ΔH of reaction = +25.7 kJ = +25.7 × 10^3 J
mass of solution = mass of water + mass of NH4NO3

mass of solution = m + Mass of NH4NO3
mass of solution = 115.0 g + 50.0 g
mass of solution = 165.0 g

ΔT = Tf - Ti

Now let's plug in the values and solve for Tf:
(molesNH4NO3 × ΔH of reaction) + (Cs × mass of solution × ΔT) = 0

(0.6247 mol × 25.7 × 10^3 J/mol) + (4.18 J/(g·°C) × 165.0 g × (Tf - 25.0°C)) = 0

Solve the equation for Tf to find the final temperature.

To solve this problem, let's break it down step by step:

Step 1: Convert the given volume of water to mass.
Given:
- Density of water = 1.0 g/mL.
- Volume of water = 115 mL.

To find the mass of water, we can use the formula: mass = volume x density.
Mass of water = 115 mL x 1.0 g/mL = 115 g.

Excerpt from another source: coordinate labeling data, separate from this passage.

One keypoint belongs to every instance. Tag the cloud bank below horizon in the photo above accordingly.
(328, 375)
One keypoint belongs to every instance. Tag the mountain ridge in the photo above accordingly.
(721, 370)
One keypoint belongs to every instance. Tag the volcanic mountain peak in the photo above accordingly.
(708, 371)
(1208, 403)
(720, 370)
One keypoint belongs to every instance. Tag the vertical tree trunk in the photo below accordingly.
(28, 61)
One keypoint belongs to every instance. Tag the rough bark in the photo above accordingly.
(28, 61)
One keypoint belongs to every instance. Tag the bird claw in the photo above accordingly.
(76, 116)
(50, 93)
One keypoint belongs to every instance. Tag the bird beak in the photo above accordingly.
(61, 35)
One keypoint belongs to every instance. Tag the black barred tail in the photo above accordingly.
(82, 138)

Step 2: Calculate the moles of NH4NO3.
Given:
- Mass of NH4NO3 = 50.0 g.
- Molar mass of NH4NO3 = 80.04 g/mol.

To find the moles of NH4NO3, we can use the formula: moles = mass / molar mass.
Moles of NH4NO3 = 50.0 g / 80.04 g/mol = 0.624 mol.

Step 3: Calculate the change in temperature.
Given:
- Initial temperature = 25.0 °C.

To find the change in temperature, we can subtract the initial temperature from the final temperature.
Change in temperature = Final temperature - Initial temperature.

We need to rearrange the formula Cs * M of solution * deltaT = -(molesNH4NO3) * DeltaH of reaction to solve for deltaT.

Rearranging: deltaT = -(molesNH4NO3 * DeltaH of reaction) / (Cs * M of solution).

Step 4: Calculate the specific heat (Cs) of the solution.
Given:
- Specific heat of the solution = 4.18 J/(g·°C).

Step 5: Calculate the final temperature.
Given:
- DeltaH of reaction = +25.7 kJ (to convert to J, multiply by 1000).

deltaT = -((0.624 mol) * (25.7 kJ * 1000 J/kJ)) / ((4.18 J/(g·°C)) * (115 g + 50.0 g))
deltaT = -16046.4 J / (4805.7 J/(g·°C))
deltaT = -3.34 °C

Final temperature = Initial temperature + deltaT
Final temperature = 25.0 °C - 3.34 °C = 21.7 °C

Therefore, the final temperature in a squeezed cold pack that contains 50.0 g of NH4NO3 dissolved in 115 mL of water is approximately 21.7 °C.